Una de las cosas que amo de correr es que no lo hago para estar en forma. Estar en forma es el resultado. Lo que me gusta es desenchufarme, así que me gusta que sea un momento de relajación, no frenético. Ni bien cuento el tiempo que puse en el último kilómetro o controlo cuántos pasos dí, empieza a ser menos relajante. Nadie controla cuántas calorías quemó después de una hora de meditación. Y para mí, correr se asemeja más a la meditación que a ponerme en forma.

P: ¿Por qué es tanto mejor correr al aire libre que en una cinta?

R: La cinta fue inventada a principios del siglo XIX, cuando se intentaba desarrollar un castigo sin llegar a la pena de muerte. Así que por más de cien años, la cinta se usó para castigar. Oscar Wilde fue condenado en 1895 a dos años de trabajos forzados y debió correr en la cinta hasta seis horas por día. Casi muere. Murió tres años después de salir de prisión. Después, tras desaparecer cuatro décadas, la cinta fue reflotada al final de la Segunda Guerra Mundial. Para mí, son como la comida chatarra, que le saca todo lo bueno a los alimentos, como la fibra, las vitaminas y los minerales y deja la grasa y el azúcar.

Pero hay que fomentar todo lo que permita que la gente disfrute de su ejercicio, con o sin tecnología.
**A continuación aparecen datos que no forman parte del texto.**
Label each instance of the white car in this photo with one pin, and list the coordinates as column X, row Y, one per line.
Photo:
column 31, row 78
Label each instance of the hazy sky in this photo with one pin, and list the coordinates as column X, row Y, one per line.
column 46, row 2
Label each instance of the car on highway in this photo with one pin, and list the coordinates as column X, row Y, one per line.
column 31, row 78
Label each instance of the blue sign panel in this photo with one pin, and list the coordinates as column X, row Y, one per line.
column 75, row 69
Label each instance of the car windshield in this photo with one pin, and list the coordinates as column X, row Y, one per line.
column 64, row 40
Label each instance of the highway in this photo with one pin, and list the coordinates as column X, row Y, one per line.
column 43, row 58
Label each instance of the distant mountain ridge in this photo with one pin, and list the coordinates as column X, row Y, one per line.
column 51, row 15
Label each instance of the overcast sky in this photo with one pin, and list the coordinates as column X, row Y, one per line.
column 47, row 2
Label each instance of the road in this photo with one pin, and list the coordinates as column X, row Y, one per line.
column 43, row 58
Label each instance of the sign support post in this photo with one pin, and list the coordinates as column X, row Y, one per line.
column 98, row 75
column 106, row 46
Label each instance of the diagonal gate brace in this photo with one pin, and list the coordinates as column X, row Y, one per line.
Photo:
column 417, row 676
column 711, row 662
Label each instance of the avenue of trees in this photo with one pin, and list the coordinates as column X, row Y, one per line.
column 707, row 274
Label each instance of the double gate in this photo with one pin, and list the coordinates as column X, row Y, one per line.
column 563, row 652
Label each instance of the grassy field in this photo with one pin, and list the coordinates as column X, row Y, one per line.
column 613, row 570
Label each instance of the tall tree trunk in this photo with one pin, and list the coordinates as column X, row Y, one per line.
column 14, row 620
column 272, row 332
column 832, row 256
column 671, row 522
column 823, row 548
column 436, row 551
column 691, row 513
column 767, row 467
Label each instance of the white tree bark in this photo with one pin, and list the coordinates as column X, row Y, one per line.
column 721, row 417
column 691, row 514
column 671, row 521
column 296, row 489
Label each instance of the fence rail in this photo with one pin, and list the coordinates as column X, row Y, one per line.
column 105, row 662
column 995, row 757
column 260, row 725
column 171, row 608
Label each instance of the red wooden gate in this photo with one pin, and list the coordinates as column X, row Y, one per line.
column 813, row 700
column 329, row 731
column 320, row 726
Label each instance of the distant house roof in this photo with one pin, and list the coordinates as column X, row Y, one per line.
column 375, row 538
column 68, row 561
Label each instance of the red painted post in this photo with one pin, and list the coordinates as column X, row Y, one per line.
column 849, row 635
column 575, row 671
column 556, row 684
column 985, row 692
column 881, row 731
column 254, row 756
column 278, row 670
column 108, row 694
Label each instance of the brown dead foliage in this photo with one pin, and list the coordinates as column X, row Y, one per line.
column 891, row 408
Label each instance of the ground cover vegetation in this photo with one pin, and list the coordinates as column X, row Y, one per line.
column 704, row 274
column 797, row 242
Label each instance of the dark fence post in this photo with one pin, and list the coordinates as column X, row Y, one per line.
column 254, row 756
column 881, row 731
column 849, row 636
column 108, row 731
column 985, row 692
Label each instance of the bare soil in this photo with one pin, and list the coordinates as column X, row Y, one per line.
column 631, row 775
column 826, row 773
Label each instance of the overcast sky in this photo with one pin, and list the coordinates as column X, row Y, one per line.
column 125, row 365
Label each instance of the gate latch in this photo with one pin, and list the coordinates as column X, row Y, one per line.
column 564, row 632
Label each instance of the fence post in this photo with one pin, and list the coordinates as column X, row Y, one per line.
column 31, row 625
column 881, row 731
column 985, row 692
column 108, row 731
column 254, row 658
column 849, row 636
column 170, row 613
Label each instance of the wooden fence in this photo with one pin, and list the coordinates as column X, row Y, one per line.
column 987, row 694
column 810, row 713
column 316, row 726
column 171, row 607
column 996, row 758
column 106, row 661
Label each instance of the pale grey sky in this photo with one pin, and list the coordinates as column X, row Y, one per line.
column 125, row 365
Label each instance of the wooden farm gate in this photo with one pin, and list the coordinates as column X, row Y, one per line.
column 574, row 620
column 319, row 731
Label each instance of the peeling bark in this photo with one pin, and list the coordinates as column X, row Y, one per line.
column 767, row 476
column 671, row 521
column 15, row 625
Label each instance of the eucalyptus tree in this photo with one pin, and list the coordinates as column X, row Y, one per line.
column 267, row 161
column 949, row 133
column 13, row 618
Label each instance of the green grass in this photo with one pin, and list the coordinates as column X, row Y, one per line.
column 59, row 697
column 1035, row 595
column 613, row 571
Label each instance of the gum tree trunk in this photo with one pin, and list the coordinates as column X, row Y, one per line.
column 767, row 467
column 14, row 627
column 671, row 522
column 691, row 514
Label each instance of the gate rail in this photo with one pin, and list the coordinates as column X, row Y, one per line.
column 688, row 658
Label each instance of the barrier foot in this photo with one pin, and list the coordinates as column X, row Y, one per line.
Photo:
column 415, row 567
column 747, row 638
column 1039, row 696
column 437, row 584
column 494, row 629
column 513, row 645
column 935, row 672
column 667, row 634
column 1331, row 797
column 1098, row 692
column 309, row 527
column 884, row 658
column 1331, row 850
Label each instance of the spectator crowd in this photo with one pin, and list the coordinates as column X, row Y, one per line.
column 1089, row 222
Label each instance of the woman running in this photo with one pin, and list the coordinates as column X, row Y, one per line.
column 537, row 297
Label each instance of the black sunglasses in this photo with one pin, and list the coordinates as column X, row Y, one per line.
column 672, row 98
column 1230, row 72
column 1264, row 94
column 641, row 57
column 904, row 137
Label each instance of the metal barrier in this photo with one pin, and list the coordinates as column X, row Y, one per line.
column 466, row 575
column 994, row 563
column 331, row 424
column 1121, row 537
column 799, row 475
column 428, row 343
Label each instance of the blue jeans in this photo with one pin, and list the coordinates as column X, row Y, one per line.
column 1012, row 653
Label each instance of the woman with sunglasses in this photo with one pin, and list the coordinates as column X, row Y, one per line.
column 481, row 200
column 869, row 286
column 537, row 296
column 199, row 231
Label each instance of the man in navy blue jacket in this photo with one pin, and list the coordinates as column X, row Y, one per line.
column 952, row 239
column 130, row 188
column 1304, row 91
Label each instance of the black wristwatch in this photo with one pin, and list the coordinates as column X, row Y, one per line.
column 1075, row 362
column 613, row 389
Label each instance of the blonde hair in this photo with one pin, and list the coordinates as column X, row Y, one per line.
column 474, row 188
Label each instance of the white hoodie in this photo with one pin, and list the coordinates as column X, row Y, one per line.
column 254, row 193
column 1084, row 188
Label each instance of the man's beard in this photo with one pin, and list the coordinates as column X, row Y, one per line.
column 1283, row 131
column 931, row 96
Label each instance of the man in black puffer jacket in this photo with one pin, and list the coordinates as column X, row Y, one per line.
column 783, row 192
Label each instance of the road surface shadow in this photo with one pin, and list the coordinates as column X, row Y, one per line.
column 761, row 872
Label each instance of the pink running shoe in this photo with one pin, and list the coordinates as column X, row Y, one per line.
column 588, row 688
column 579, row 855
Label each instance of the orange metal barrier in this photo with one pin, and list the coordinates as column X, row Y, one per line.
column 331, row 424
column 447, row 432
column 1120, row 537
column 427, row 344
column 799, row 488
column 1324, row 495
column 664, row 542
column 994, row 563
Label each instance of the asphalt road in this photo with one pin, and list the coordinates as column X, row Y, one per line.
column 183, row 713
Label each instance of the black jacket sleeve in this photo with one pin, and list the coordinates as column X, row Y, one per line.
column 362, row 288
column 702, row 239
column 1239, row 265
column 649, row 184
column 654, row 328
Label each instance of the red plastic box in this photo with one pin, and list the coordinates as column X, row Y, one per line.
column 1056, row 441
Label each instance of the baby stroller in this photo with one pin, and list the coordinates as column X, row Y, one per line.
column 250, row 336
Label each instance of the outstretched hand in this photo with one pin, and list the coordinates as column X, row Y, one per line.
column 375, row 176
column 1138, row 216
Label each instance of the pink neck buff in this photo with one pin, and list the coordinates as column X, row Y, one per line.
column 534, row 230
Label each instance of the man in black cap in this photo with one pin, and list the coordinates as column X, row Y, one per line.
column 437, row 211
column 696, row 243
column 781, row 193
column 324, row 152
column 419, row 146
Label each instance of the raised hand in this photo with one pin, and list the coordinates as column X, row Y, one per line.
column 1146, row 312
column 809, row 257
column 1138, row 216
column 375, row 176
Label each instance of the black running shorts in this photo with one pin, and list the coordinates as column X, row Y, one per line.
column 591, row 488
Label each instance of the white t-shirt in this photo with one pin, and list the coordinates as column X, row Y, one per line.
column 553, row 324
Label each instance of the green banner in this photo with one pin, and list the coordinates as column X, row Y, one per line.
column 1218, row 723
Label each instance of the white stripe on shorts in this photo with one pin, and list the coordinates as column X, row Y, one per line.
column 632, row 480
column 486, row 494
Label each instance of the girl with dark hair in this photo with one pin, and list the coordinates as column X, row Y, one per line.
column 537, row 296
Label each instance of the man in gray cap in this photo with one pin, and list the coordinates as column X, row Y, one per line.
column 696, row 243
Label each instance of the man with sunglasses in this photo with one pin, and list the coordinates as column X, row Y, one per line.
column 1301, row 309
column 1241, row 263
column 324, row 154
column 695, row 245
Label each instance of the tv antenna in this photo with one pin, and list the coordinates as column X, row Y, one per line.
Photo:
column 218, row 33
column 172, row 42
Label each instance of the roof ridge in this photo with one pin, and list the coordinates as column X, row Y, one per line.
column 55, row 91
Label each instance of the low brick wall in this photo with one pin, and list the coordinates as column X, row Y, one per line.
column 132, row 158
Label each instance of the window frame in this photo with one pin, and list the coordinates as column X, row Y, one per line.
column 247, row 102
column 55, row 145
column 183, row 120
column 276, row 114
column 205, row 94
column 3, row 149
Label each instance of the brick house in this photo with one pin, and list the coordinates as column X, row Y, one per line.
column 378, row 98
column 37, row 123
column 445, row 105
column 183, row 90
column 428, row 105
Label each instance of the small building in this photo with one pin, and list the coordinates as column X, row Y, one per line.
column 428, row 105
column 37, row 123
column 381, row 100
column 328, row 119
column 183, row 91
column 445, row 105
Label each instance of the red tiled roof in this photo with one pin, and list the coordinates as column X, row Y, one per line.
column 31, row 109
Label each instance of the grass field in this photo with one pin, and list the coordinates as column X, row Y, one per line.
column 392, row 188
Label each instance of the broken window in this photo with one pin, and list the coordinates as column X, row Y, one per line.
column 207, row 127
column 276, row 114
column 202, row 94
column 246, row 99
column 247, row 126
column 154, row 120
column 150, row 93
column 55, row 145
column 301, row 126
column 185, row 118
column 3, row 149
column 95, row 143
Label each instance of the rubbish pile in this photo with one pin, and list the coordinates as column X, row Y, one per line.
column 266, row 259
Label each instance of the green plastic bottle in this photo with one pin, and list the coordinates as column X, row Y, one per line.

P: Usted comienza el libro preguntando “¿por qué corro?” y lo termina en un lugar remoto: Detroit. ¿Encontró la respuesta ahí? ¿Cuál es?

R: en Boston hay gente corriendo por todas partes. Pero en las semanas que pasé en Detroit, no vi a nadie corriendo. Seguro que hay muchas razones para eso, pero una es definitivamente económica. No es fácil encontrar tiempo para correr cuando uno tiene dos trabajos, o si siente que el ambiente que lo rodea no es el adecuado para correr.